ASCO 2019: Durable responses in patients with melanoma brain metastases with nivolumab/ipilimumab
An update of the CheckMate 204 trial confirms efficacy and safety of first-line treatment with nivolumab/ipilimumab (NIVO + IPI) in patients with untreated asymptomatic melanoma brain metastases (MBM). It also demonstrates for the first time intracranial antitumor in patients with symptomatic MBM.
More than half of all patients with metastatic melanoma will have brain metastasis during the course of their disease. However, in past years, strategies for managing melanoma brain metastasis (MBM) have traditionally been limited to surgery and radiation therapy.
In this phase II trial, patients with ≥1 measurable, non-irradiated MBM sized 0.5–3.0 cm were enrolled into two cohorts: (A) those with no neurologic symptoms or steroid prescription (asymptomatic); and (B) those with neurologic symptoms, whether or not they were receiving steroids. In both cohorts, patients received NIVO 1 mg/kg + IPI 3 mg/kg Q3W × 4, then NIVO 3 mg/kg Q2W until progression or toxicity.
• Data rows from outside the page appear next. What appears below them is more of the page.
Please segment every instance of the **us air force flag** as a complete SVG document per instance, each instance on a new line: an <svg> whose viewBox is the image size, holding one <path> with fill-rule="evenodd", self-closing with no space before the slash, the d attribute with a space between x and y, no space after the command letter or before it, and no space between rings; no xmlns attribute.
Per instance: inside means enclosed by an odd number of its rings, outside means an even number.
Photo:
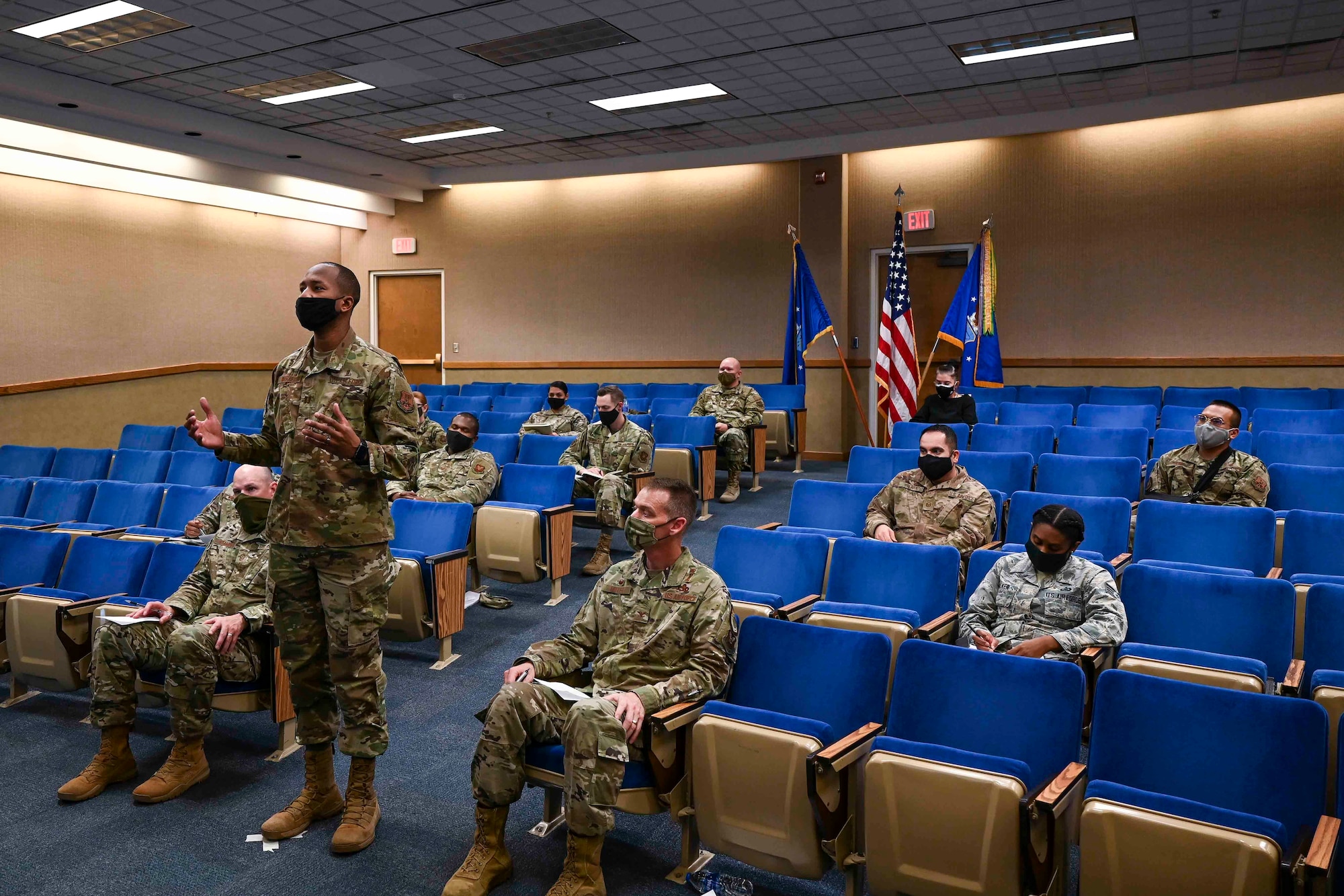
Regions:
<svg viewBox="0 0 1344 896"><path fill-rule="evenodd" d="M961 381L974 386L1003 386L995 297L999 272L995 246L985 227L961 277L957 295L938 328L938 339L961 348Z"/></svg>
<svg viewBox="0 0 1344 896"><path fill-rule="evenodd" d="M812 278L802 244L793 241L793 285L789 288L789 330L784 339L784 385L808 382L805 355L812 343L831 335L831 315Z"/></svg>

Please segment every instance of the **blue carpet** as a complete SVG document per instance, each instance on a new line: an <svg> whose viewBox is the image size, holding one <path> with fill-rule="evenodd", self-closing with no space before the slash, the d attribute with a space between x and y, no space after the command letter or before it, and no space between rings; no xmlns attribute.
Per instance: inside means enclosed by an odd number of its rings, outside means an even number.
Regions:
<svg viewBox="0 0 1344 896"><path fill-rule="evenodd" d="M844 464L808 461L808 478L844 479ZM780 465L762 475L765 488L743 491L734 505L712 503L714 517L696 522L687 538L691 550L712 561L714 539L723 525L784 522L789 490L797 479ZM719 475L723 487L723 474ZM746 480L743 480L746 482ZM574 569L589 560L594 530L578 530ZM617 560L629 556L617 535ZM569 628L591 578L566 577L570 597L544 607L548 584L507 585L491 591L512 597L507 611L473 607L466 628L453 639L462 655L444 671L431 671L433 642L383 642L391 748L378 764L383 821L378 839L362 853L336 857L328 842L337 819L317 825L301 839L262 853L247 834L293 798L304 779L296 753L267 763L274 726L266 713L216 713L206 741L210 780L159 806L137 806L134 786L168 755L168 712L142 709L132 735L140 778L109 788L85 803L62 805L55 790L77 775L97 749L97 732L79 720L89 712L89 692L40 694L0 709L0 854L7 856L0 891L26 896L130 892L238 893L246 896L335 896L339 893L435 895L470 846L473 802L469 766L480 724L473 717L499 687L500 675L534 640ZM8 675L0 678L8 692ZM348 768L337 756L337 779ZM544 893L564 860L564 831L539 839L527 833L542 811L542 794L528 790L508 822L515 879L500 893ZM67 852L73 850L73 852ZM612 893L689 892L663 876L680 856L679 833L667 815L617 815L602 857ZM797 881L715 858L711 868L749 877L758 893L836 895L840 874Z"/></svg>

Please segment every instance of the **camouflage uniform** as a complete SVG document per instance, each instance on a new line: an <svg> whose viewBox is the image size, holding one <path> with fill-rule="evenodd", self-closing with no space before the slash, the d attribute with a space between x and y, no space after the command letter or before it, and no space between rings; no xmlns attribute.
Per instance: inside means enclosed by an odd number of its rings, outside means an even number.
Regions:
<svg viewBox="0 0 1344 896"><path fill-rule="evenodd" d="M421 500L460 502L480 506L495 491L500 468L495 455L468 448L456 455L448 448L421 455L414 479L387 483L387 496L399 491L414 491Z"/></svg>
<svg viewBox="0 0 1344 896"><path fill-rule="evenodd" d="M1120 644L1126 626L1116 580L1078 554L1054 576L1036 572L1025 553L1000 557L961 615L962 635L988 631L1007 643L1004 650L1054 635L1059 650L1047 659L1074 659L1087 647Z"/></svg>
<svg viewBox="0 0 1344 896"><path fill-rule="evenodd" d="M597 498L597 521L617 529L622 525L621 507L634 500L630 474L648 472L653 467L653 437L629 417L616 432L595 422L579 431L559 463L575 470L597 467L606 474L595 491L586 482L575 482L574 496Z"/></svg>
<svg viewBox="0 0 1344 896"><path fill-rule="evenodd" d="M508 806L523 792L523 755L536 744L564 744L564 815L583 837L616 826L612 809L626 761L645 752L628 744L616 704L629 690L655 713L723 690L737 658L737 623L719 574L685 548L661 573L644 553L598 580L567 635L532 644L517 659L550 681L593 663L593 698L567 704L531 682L504 685L481 713L472 757L472 792L484 806ZM645 722L648 724L648 722Z"/></svg>
<svg viewBox="0 0 1344 896"><path fill-rule="evenodd" d="M266 599L267 545L262 533L242 531L233 502L222 505L222 526L196 568L164 603L176 618L160 626L103 623L93 639L89 716L98 728L136 718L136 671L164 669L164 692L179 740L210 733L216 681L253 681L265 647L247 634L227 654L215 648L207 619L242 613L255 635L270 622Z"/></svg>
<svg viewBox="0 0 1344 896"><path fill-rule="evenodd" d="M1269 496L1269 471L1259 457L1228 448L1232 453L1223 461L1208 488L1193 495L1195 505L1227 505L1230 507L1263 507ZM1199 456L1199 448L1173 448L1157 459L1148 479L1148 491L1163 495L1188 495L1208 471L1212 460Z"/></svg>
<svg viewBox="0 0 1344 896"><path fill-rule="evenodd" d="M570 408L564 405L559 410L551 410L550 408L543 408L535 414L527 418L528 424L551 424L551 435L559 436L567 432L583 432L587 429L587 417L578 408ZM527 424L524 424L527 425ZM527 432L521 426L519 433Z"/></svg>
<svg viewBox="0 0 1344 896"><path fill-rule="evenodd" d="M747 440L747 426L765 422L765 400L761 393L746 383L737 386L714 385L700 393L691 408L692 417L714 417L728 428L719 433L719 453L728 468L728 475L742 472L751 451Z"/></svg>
<svg viewBox="0 0 1344 896"><path fill-rule="evenodd" d="M874 537L878 526L891 526L896 541L917 545L952 545L961 552L961 565L995 533L995 499L989 490L958 465L952 479L931 483L923 471L906 470L887 483L868 505L863 534Z"/></svg>
<svg viewBox="0 0 1344 896"><path fill-rule="evenodd" d="M367 467L300 436L304 420L329 414L332 402L368 440ZM261 435L226 433L216 452L224 460L282 467L266 539L300 744L340 735L340 749L351 756L387 749L378 630L396 562L387 548L392 514L383 480L414 476L418 425L396 359L352 330L329 354L316 352L309 340L280 362Z"/></svg>
<svg viewBox="0 0 1344 896"><path fill-rule="evenodd" d="M427 455L431 451L442 448L448 444L448 433L444 428L438 425L437 420L430 420L425 417L421 420L419 429L417 431L417 452Z"/></svg>

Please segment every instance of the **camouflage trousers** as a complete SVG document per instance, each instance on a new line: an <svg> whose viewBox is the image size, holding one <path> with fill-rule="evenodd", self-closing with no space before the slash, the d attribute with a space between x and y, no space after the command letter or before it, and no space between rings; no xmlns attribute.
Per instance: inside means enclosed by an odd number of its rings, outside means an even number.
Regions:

The primary endpoint was intracranial clinical benefit rate (CBR, proportion of pts with complete response (CR), partial response (PR) and stable disease (SD) ≥6 mo). As of the clinical cutoff date, all treated patients (cohort A: 101; cohort B: 18) had been followed for a minimum of six months.
Responses both in patients with asymptomatic and symptomatic brain metastases
For cohort A, in this updated analysis with a median follow-up of 20.6 months, a total of 58.4% of patients reached a CBR.
In cohort B, patients received a median of one NIVO/IPI dose. Two of 18 patients (11%) received all four doses of the study drug combination. At a median follow-up of 5.2 months, the intracranial objective response rate was 16.7% and the CBR was 22.2%. The median time to intracranial response was 4.1 months, and the median duration of response has not yet been reached. Three out of four (75%) patients showed ongoing responses.
Grade 3/4 adverse events occurred in 54.5% of patients in cohort A and in 55.6% of patients in cohort B (with 6.9% and 16.7%, respectively, representing neurological side effects). One death related to treatment occurred in cohort A through immune-related myocarditis.
Spotlight on steroid role
“While symptomatic patients remain difficult to treat, some will definitely benefit from the immunotherapy treatment”, concluded first author MD PhD Hussein Abdul-Hassan Tawbi, MD Anderson Center, Texas, in his presentation. “Further study is needed to understand the biologic mechanisms of resistance to immunotherapy and to improve treatments in this challenging population.”
One of the factors that will need more detailed investigation seems to be the use of steroids at the time of treatment. “Clearly they are doing something”, stated MD Harriet M Kluger, Yale School of Medicine and Smilow Cancer Center, who discussed Dr. Tawbi’s presentation. “While only one out of four responders was on steroids at baseline, only one out of eleven patients on steroids responded. In contrast, three out of seven responders were off steroids during study treatment.”
Despite the lack of phase III data, Dr. Kluger argues that the available trial results support the use of NIVO + IPI in the treatment for patients with brain metastases. “Delays in access to trials for these patients are no longer justified.”
Source:
ASCO 2019
#9501 Efficacy and safety of the combination of nivolumab (NIVO) plus ipilimumab (IPI) in patients with symptomatic melanoma brain metastases (CheckMate 204).